The committee reviewed five accounts controlled by the district attorney, four accounts overseen by the county treasurer, as well as the Building/Facilities account and one for Information Technology.

At least two more sessions to review the rest of the budget are planned for the next two Wednesdays.

Cuts included $25,000 earmarked for the capital reserve account in the Building/Facilities department and $20,000 in interest. The remaining $4,000 was cut from the DA’s budget for telephone service and electricity.

Committee members thought the remaining funds were sufficient to cover all expected costs.

In revenues, the committee increased the amount expected to be received for deferred disposition from $40,000 to $50,000, the same amount that was approved last year.

Only nine of the 14 committee members attended the meeting. Without the ability for an 11-vote supermajority, all votes Wednesday are considered advisory for the county commission, which has final say on the budget. The committee can revisit any item voted Wednesday at a later meeting in order to reach the supermajority.

Members absent were Caleb Roebuck and Walter Hill of Lewiston, Mike Lunt of Lisbon, Leroy Walker of Auburn and Kevin Nichols of Turner.

Andrew Titus of Auburn asked whether the county can use any of the $22 million from the American Rescue Plan Act to cover revenue shortfall in the budget. He and others wanted to know what percentage of the $800,000 revenue deficit was caused by the pandemic and if those funds can be used for that purpose.

County Administrator Larry Post wasn’t so sure due to all the restrictions placed on the funding by the federal government. Phillip Crowell Jr., who is also Auburn city manager, urged county officials to get clarification on the matter, adding that lost revenue does not have the same restrictions as regular spending.

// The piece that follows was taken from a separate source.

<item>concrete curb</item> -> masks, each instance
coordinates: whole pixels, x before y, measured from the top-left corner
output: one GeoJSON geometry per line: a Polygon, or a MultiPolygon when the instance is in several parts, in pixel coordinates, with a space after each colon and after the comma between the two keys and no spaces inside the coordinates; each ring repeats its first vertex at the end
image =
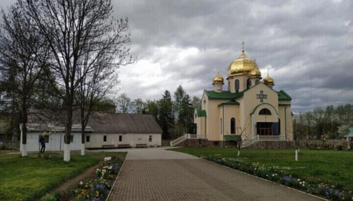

The committee is looking for any area where it can cut expenses or increase revenues in a budget that would increase county taxes — a small amount compared to municipal and school spending — by 11.9% as proposed.

The county commission met prior to the committee meeting. Commissioners agreed to spend $7,525 of American Rescue Plan Act funds to upgrade and replace a “mission-critical (uninterrupted power supply) battery backup system” for the county jail.